Agony Column Home
Agony Column Review Archive

Natural History

Justina Robson

Macmillan / Pan Macmillan

UK Hardcover First

ISBN 0-333-90745-0

Publication Date: 04-15-2003

330 Pages; £16.99

Date Reviewed: 05-08-03  

Reviewed by Rick Kleffel © 2003



Science Fiction

02-14-02, 02-28-02, 02-25-03, 05-08-03

Science fiction is particularly well suited to explore solipsism. The genre offers all sorts of tricks, from the technical to the transformative, to aid the writer in a navel-gazing narcissistic descent into human minds freed from all considerations beyond their own bad selves. The result can be fiction that is laughably bad, or as in Justina Robson's case, laughably good. 'Natural History' declares itself free from the first font to the last word. This tale of the far future, when humanity has the ability to shape itself into any form imaginable, starts in a whirlwind of exotic imagery and down-to-earth characters. Though Robson has a serious sense of purpose and lots of serious speculation in store, she unrolls it with a welcome light touch. She keeps the action moving along briskly at the event and conceptual horizons.
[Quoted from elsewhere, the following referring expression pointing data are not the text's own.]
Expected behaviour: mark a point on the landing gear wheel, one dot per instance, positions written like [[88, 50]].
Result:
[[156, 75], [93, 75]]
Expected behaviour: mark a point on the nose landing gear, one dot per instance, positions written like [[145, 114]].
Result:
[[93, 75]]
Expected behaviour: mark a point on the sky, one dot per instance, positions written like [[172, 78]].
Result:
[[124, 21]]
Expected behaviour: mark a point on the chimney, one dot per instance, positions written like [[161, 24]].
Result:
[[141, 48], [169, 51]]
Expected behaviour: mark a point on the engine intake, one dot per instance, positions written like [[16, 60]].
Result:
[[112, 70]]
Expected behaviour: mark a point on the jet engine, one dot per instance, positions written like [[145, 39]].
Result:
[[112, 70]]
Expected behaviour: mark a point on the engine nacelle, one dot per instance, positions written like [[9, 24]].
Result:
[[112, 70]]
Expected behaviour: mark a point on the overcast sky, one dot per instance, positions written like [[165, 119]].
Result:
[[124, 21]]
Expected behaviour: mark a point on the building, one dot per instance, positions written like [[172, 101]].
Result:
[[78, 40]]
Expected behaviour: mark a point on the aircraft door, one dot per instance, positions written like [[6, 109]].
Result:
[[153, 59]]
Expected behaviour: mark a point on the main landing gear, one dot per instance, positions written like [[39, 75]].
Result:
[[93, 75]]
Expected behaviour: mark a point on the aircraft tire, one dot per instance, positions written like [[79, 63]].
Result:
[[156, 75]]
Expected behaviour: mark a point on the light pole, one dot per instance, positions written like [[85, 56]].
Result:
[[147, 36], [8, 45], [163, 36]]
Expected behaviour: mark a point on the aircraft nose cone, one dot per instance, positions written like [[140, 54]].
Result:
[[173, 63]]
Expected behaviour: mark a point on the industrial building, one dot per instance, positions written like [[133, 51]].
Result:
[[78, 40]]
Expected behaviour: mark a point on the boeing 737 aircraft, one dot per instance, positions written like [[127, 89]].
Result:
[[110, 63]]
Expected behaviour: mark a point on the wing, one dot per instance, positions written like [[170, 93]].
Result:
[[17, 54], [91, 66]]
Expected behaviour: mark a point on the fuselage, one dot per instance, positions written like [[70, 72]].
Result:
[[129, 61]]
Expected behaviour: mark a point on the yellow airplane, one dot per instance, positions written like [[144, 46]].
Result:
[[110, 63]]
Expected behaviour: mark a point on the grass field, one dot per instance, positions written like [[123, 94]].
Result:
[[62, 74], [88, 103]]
The humanity on display in 'Natural History' is anything but natural. Robson's vision of the far future is of a world divided into the Forged and the Unevolved - that's us. The Forged are humans shaped into all manner of inhuman creations - from spaceships to birds, to huge hives of insect-like minds. Created by the Unevolved, the Forged now wish to seize independence from them. When Isol Voyager, a Forged spaceship built to be alone in deep space encounters an alien element, it sets in motion the means by which the Forged may achieve their goal. Of course, this may not be in the best interests of the monkeys - or the Forged themselves. It all depends on how important your humanity is to you, even if you're no longer human.

Robson's future is garish and bizarre to the edge of comprehensibility. Her writing is extremely strong. Her language captures the aliens that still consider themselves human and reigns them in to the reader's imagination. She unravels one Big Idea after another and keeps the reader riveted with a sense of humor and urgency. Robson's creations are on the wild side of science fiction, enormous terra-forming colossi, honorable avians who have designed AI virtual worlds so that the Forged can enjoy forms beyond those they were designed with, cyborgs and degraded vultures with a sick sense of humor.

Robson matches her language to each of the many characters so the readers can enjoy each piece of the puzzle. This book is often like a wonderful buffet of the bizarre, with images shuttling by so fast a re-read seems like something to look forward to. What makes all this hang together is a rather large cast of characters - for such a short book - each of whom takes on a pleasant and distinct shape in the reader's mind. From Isol Voyager, the insect-shaped spaceship illustrated nicely on the cover to Zephyr Duquesne, the unevolved archeologist sent to study an alien planet, each creation offers something to look forward to.

Robson's plot ponders absolute power, extra-dimensional physics, race relations and the definition of identity. Readers who enjoyed the glorious days of Arthur C. Clarke and Stanislaw Lem's extra-terrestrial explorations will find themselves in science fiction heaven. Robson does the alien better than most writers out there - no matter how far out there they are. Most importantly she has fun on every level. Her language is as chameleonic as her characters. She's as funny or poetic as the situation requires. She can take a complex idea and play it out in a conversation between two absurd and lurid characters in a way that makes everything hang together. She apparently loves all her characters, and manages to make the reader love them as well. The fact that they're all so different makes it easier to keep track of who is what and who is doing what. There's a lot to keep track to in this rather dense book. But the density keeps it short, keeps it on topic, and keeps the feeling of novelty so important to science fiction.

'Natural History' gets a lot of work done in short amount of time. Robson's succinct narrative covers ground that if dealt with in more detail could seem ponderous. In her hands it all seems firmly in the gee-whiz territory that we all hope for when first encounter science fiction. It's fresh, it's funny, it's entertainingly thought provoking. 'Natural History' is the kind of fun that brings new fans to science fiction - and keeps the old ones coming back for more.